The sokol-gfx 'compute milestone 2' update
In a couple of days I will merge the next breaking sokol_gfx.h update (aka the compute-ms2
update) which makes working with buffer objects a bit more flexible and will allow
compute shaders to write to sg_image
objects via ‘compute pass attachments’.
The update also comes with a matching sokol-shdc update which writes additional
reflection information for storage images used in compute shaders into the
code-generated sg_shader_desc
struct.
NOTE: all WASM sample URLs in the blog post require a WebGPU capable browser and will only be valid after the merge.
The implementation ticket is here, and this also has links to all related PRs: https://github.com/floooh/sokol/issues/1244
Updated documentation sections
- in sokol_gfx.h, re-read the updated section ON COMPUTE PASSES
- if you’re not using sokol-shdc for shader compilation, also re-read the updated section ON SHADER CREATION (most of that information is only needed when not using sokol-shdc though)
- read the new doc section ON STORAGE IMAGES
An important behaviour change for immutable buffer objects
The initial ‘compute shader’ update allowed to create immutable buffers without initial data and guaranteed that the buffer content would be zero-initialized. On some backend APIs this required a temporary memory allocation of the buffer size which obviously wasn’t great.
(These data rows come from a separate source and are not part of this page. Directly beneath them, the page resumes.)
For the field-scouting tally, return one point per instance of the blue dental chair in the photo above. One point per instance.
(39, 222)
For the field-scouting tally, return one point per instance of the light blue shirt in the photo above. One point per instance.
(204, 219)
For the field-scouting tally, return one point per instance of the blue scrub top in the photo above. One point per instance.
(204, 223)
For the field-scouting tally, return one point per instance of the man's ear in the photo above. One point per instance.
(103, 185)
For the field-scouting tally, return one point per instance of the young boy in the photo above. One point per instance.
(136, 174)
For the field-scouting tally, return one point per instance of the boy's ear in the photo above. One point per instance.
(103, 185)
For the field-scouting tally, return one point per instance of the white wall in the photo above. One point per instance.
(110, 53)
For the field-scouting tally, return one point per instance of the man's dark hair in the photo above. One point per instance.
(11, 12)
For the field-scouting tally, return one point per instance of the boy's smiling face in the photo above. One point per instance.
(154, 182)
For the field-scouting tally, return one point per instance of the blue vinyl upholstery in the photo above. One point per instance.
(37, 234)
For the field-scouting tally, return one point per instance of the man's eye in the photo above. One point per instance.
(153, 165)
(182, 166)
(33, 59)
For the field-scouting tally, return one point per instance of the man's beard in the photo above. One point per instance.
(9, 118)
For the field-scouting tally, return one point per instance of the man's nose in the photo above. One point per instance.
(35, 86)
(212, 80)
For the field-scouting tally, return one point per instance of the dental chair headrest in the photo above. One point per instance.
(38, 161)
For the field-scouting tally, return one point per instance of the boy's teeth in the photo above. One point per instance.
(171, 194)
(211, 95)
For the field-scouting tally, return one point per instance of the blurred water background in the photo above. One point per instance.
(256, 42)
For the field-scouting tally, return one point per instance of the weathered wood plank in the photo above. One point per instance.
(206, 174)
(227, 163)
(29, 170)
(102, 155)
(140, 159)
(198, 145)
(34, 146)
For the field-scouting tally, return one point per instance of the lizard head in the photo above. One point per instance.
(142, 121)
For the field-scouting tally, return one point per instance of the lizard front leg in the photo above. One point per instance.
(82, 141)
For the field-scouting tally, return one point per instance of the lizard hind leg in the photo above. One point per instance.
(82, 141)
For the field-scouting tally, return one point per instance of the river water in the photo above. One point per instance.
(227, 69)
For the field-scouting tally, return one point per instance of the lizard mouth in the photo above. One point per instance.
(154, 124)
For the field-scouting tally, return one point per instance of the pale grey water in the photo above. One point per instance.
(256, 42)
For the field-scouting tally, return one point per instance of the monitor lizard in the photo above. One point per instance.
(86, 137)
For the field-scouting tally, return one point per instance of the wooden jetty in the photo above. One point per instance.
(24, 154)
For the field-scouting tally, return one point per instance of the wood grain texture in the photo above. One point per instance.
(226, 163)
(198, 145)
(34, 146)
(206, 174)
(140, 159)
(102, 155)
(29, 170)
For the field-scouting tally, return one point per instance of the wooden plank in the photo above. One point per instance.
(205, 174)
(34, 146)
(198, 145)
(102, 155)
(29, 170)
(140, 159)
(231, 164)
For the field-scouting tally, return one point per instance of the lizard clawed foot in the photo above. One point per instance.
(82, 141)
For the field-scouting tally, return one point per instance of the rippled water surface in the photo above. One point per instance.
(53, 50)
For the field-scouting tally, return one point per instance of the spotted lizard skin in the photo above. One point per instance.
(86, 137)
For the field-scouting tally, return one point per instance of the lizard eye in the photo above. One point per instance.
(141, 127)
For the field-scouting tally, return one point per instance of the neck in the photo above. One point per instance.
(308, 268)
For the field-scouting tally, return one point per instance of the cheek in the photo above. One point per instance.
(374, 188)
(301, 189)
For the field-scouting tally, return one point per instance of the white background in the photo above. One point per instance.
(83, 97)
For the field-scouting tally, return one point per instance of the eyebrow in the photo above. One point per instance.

This guaranteed zero-initialization has been rolled back now and the rules for creating immutable buffer objects have been changed like this:
- when creating an immutable non-storage-buffer object (e.g. the buffer cannot be written to with a compute shader), initial data must be provided
- when creating an immutable storage-buffer object, no initial data needs to provided, but in that case the buffer content will be ‘undefined’
In practice this means that when you use a compute shader to initialize storage buffer content you can no longer rely on the initial buffer content being zero-initialized, instead write all buffer items in the compute shader, even when they are supposed to be zero.
Multi-purpose buffer objects
It’s now possible to bind the same buffer object to different bind points (e.g. bind the same buffer as vertex buffer, index buffer and/or storage buffer). This means the following scenarios are now enabled:
- It’s possible to stash vertices and indices into the same buffer (with the exception of WebGL2 where this is explicitly disallowed)
- It’s now possible to use a compute shader to write data to a buffer, and then bind this buffer as vertex- or index-buffer.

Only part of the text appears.